Sec. 2 Chairman: The Chairman shall be elected by the Board of Directors from among its members and it shall be the duty of the Chairman to preside at all regular and annual meetings of the Association. He shall be ex-officio a member of all committees and shall perform such other duties as he may from time to time undertake at the request of the Association.

Sec. 3 Vice-Chairman: The Vice-Chairman shall be elected from among the members of Board of Directors by them and in the absence of Chairman, the Vice-Chairman shall perform his duties.

Sec. 4 Treasurer: The Treasurer shall be elected by the Board of Directors from among its members and it shall be the duty of the Treasurer to receive and keep secure all monies and valuable papers relating to the finances of the Association; To keep a proper account of all monies received; To endorse and accept all orders for the payment of money in the Association’s name; The Treasurer shall, upon his approval and that of the chairman, pay and discharge any indebtedness of the Association; payment therefore shall be made under the signature of the Chairman and Treasurer. From time to time as so called for, the Treasurer shall make written reports of the financial condition of the Association and at the annual meeting furnish a full, complete and detailed account of the financial condition of the Association at that time and for the year preceding.

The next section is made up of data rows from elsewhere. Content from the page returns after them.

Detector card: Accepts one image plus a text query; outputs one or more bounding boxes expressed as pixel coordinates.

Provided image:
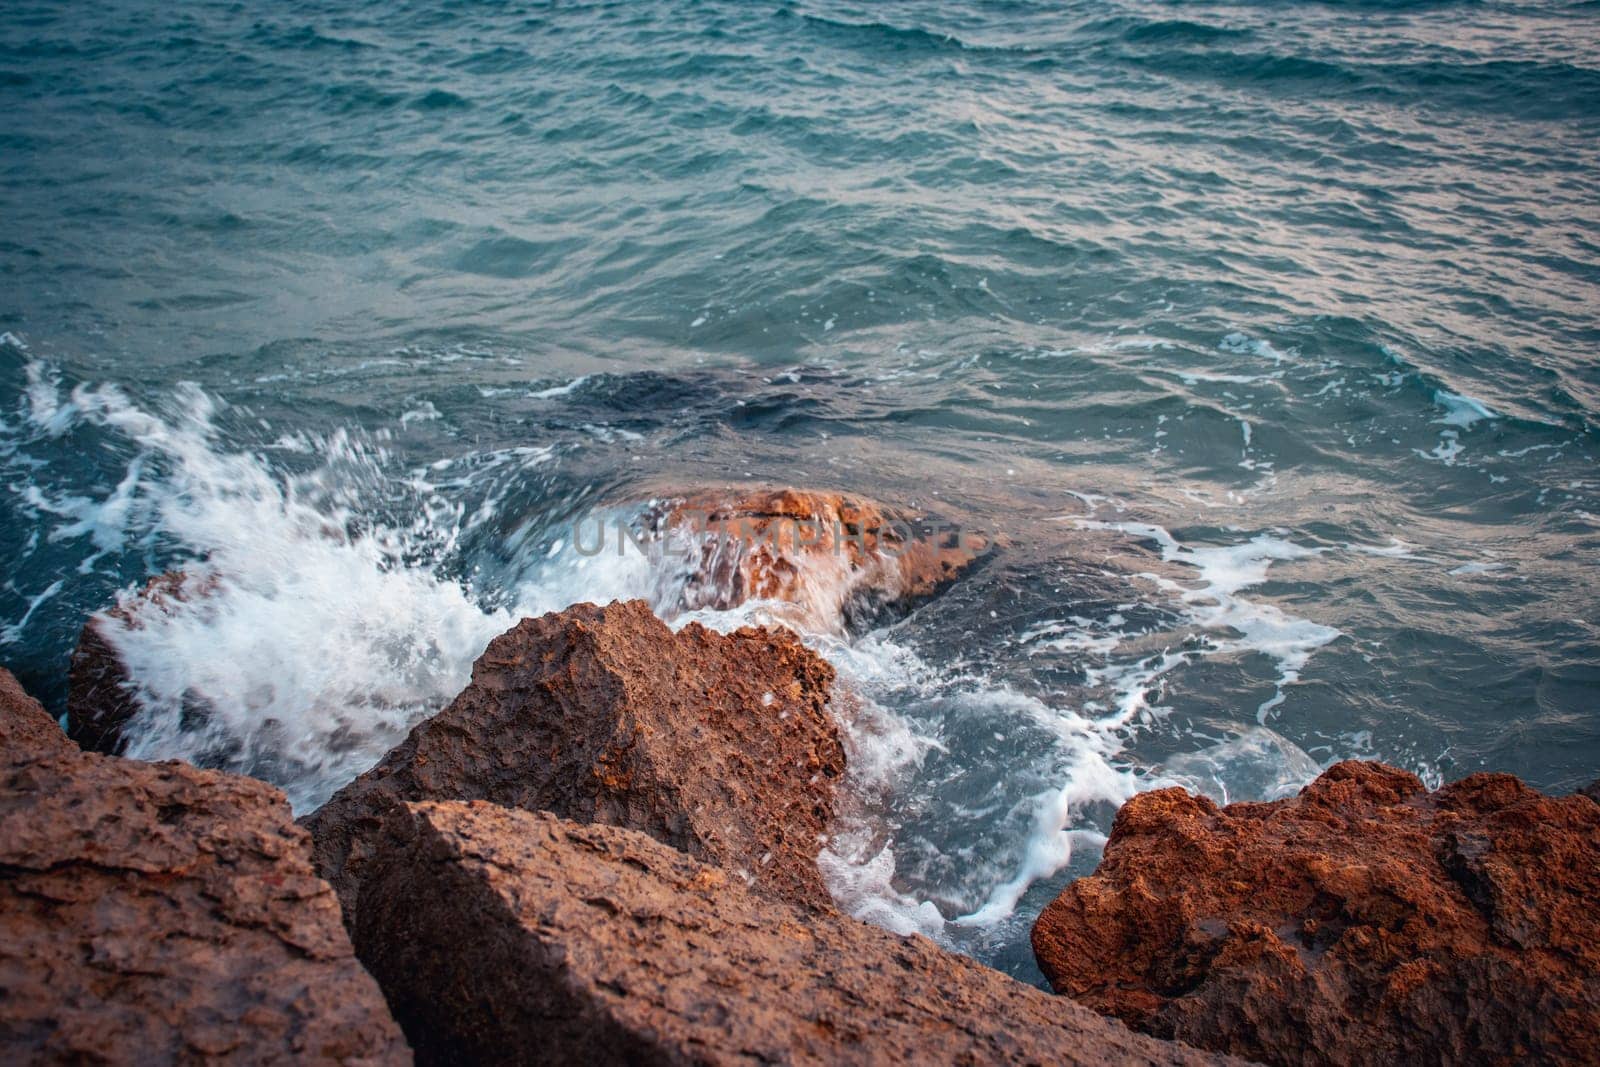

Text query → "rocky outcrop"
[303,599,845,924]
[0,665,73,760]
[354,799,1234,1066]
[0,667,409,1064]
[1032,760,1600,1067]
[641,487,988,631]
[67,570,212,754]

Sec 5 Secretary: The Secretary shall be elected by the Board of Directors from among its members and be a member ex-officio of all committees. It shall be the duty of the Secretary to attend all regular, annual and special meetings of the Association and of such committees as (s)he is a member, to keep and record full minutes of their proceedings in a book or books for that purpose; to serve all notices; to collect all dues from the members and to pay over the amounts to the Treasurer; to attend to all necessary correspondences and to perform such duties as may be prescribed by the Association.

Sec. 6 The elected officers of the Association shall be a stockholder, owner, officer, qualified Associate Member or duly authorized representative of an Active Member. The candidacy of this representative must first be approved by the represented member.

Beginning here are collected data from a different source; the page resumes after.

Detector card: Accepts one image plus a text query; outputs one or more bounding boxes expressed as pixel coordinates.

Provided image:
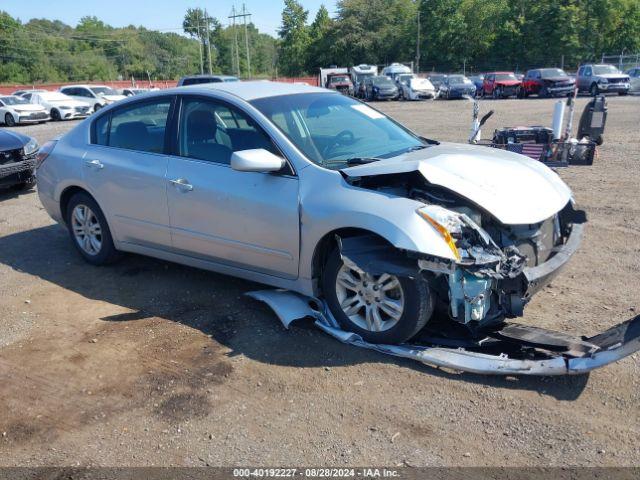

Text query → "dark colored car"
[363,76,399,101]
[482,72,521,98]
[0,129,39,190]
[177,75,239,87]
[438,75,476,99]
[520,68,575,98]
[468,74,485,95]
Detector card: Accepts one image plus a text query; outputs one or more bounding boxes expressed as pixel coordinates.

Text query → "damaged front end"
[339,200,585,330]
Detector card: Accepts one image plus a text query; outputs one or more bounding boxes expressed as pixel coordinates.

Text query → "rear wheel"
[66,192,121,265]
[4,113,16,127]
[51,109,62,121]
[322,248,433,344]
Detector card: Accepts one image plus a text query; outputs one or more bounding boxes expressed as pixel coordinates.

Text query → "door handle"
[169,178,193,191]
[84,159,104,170]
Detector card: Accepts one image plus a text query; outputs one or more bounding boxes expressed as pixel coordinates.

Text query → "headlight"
[598,78,608,84]
[416,206,464,261]
[417,205,496,263]
[23,138,39,155]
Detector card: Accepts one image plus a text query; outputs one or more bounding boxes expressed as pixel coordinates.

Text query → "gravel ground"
[0,95,639,467]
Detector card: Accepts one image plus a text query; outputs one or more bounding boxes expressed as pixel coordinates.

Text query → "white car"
[59,85,126,111]
[0,95,50,126]
[22,91,92,121]
[397,74,436,100]
[12,89,48,98]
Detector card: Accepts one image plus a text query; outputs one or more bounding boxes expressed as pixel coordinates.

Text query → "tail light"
[36,140,57,169]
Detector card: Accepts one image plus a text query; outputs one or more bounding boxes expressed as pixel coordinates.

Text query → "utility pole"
[205,9,212,74]
[415,1,421,74]
[197,10,203,74]
[242,4,252,79]
[229,5,251,78]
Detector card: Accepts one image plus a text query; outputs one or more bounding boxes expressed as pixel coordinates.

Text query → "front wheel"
[590,83,599,96]
[322,248,433,344]
[4,113,16,127]
[66,192,121,265]
[51,109,62,121]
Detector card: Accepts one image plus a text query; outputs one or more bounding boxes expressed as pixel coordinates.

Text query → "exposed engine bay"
[342,170,585,329]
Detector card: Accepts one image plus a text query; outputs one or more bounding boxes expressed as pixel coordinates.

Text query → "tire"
[94,103,102,111]
[4,113,16,127]
[618,91,628,96]
[65,192,121,265]
[51,109,62,121]
[590,83,599,96]
[540,86,549,98]
[596,134,604,146]
[321,248,433,344]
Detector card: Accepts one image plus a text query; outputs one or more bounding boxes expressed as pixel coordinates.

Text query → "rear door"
[165,95,300,279]
[83,96,175,250]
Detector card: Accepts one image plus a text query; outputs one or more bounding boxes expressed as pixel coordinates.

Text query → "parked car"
[177,75,239,86]
[438,75,476,99]
[36,81,582,345]
[325,73,354,96]
[576,64,630,96]
[120,88,152,97]
[396,74,435,100]
[363,75,399,101]
[12,89,48,97]
[0,95,50,126]
[626,67,640,93]
[59,85,126,111]
[0,129,38,190]
[426,73,447,93]
[468,74,485,95]
[23,91,92,121]
[481,72,521,98]
[520,68,575,98]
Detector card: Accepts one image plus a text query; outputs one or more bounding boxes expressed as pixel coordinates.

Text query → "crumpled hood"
[341,143,572,225]
[0,129,30,150]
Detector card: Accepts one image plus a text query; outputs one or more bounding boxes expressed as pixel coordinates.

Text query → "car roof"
[61,84,108,89]
[173,80,330,101]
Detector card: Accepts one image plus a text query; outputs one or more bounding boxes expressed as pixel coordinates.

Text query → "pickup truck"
[520,68,575,98]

Sec. 1 Membership Committee: The Chairman shall appoint a committee of three from the general membership whose duty it shall be to solicit new members and direct any requests for membership to the Chairman.

Sec. 4 Regulatory Committee: The Chairman shall appoint a committee from among the members whose duty it shall be to originate approaches and to implement the objectives of this Association with respect to regulatory reform.

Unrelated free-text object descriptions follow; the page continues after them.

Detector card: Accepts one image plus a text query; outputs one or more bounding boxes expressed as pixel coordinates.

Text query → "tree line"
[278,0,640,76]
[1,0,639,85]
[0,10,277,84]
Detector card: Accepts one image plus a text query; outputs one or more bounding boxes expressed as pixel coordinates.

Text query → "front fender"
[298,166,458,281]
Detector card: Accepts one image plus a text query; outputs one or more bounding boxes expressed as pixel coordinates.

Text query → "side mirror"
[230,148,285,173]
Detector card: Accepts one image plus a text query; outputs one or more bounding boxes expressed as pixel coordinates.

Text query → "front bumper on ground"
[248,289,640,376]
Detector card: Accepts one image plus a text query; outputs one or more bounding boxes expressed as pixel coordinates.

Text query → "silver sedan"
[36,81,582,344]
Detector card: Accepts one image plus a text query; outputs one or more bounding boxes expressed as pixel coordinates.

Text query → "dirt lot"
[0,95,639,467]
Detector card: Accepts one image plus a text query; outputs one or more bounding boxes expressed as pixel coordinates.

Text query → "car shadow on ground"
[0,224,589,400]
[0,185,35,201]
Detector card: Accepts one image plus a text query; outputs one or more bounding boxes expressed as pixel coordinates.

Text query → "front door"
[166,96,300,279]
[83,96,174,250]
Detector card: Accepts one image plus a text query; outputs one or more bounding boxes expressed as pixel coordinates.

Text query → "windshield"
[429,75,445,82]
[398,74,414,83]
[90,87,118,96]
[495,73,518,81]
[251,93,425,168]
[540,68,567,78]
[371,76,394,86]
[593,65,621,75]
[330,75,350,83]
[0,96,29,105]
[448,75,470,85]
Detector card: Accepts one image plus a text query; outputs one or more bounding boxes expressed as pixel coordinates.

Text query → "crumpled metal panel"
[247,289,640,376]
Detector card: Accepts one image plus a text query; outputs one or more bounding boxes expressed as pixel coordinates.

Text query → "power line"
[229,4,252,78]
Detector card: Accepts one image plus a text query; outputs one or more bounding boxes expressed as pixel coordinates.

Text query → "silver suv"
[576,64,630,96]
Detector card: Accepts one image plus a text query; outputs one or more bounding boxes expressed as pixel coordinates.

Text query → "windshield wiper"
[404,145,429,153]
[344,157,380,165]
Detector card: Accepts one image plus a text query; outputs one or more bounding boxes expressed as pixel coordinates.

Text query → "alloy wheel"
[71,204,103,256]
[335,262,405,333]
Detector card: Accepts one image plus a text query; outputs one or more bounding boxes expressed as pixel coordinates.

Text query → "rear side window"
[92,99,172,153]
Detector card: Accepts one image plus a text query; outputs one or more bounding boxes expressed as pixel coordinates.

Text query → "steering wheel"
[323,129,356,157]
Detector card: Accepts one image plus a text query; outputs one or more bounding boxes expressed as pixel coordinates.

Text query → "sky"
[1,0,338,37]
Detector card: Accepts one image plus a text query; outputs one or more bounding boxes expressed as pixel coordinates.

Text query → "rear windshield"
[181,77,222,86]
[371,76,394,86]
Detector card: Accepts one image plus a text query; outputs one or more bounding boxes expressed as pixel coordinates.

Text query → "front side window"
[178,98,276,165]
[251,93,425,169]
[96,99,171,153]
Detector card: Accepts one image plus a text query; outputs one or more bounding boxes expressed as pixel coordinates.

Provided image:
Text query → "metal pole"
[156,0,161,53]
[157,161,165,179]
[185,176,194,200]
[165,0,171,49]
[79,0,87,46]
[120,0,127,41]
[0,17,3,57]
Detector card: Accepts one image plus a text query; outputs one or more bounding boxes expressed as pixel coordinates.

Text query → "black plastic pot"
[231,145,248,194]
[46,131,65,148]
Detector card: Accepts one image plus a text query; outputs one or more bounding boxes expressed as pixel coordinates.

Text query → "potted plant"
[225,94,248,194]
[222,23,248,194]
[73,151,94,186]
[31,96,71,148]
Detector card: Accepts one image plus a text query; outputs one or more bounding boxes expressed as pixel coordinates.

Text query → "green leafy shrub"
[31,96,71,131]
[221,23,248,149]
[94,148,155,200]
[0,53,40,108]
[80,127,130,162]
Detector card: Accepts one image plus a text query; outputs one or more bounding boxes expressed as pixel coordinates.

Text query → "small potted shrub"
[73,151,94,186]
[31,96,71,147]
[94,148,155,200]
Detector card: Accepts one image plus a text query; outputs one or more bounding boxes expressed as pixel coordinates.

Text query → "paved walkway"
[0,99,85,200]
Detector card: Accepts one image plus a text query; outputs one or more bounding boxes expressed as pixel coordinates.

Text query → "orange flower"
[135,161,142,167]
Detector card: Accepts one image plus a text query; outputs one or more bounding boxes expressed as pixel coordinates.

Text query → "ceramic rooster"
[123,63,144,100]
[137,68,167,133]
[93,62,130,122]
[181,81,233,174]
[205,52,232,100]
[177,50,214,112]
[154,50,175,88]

Sec. 5 Marketing Committee: The Chairman shall appoint a committee from among the members whose duty it shall be to develop plans to promote the marketing objectives of this Association, its wineries and growers.

Sec. 6 The Chairman shall appoint such committees as from time to time be directed by the Association, and members of such committees shall hold office until successors be named or the committee be dissolved by the Board of Directors.

Amendments to By-Laws

Sec. 1 These by-laws may be amended by a two-thirds vote of a quorum of the members present at any general meeting, provided (such amendments shall have been introduced at the previous general or special meeting for discussion and provided further) that a copy of such proposed amendments shall have been sent to all members at least ten days prior to the meeting at which such proposed amendment is to be voted.


Sec. 1 All promotional literature, devices, fixtures, awards, logos, trademark, symbols or any other promotional usages of the name and good will of the Massachusetts Farm Wineries & Growers Association shall be the sole property of the same said Association. No use of these shall be allowed except by the approval of the Board of Directors.


Sec. 1 The order of business at all regular and annual meetings shall be:
• Roll Call
• Reading of the Minutes
• Reading of the Treasurers Report
• Report of the Committees
• Unfinished Business
• New Business

Nominations at alternate year Annual Meetings shall come under new business.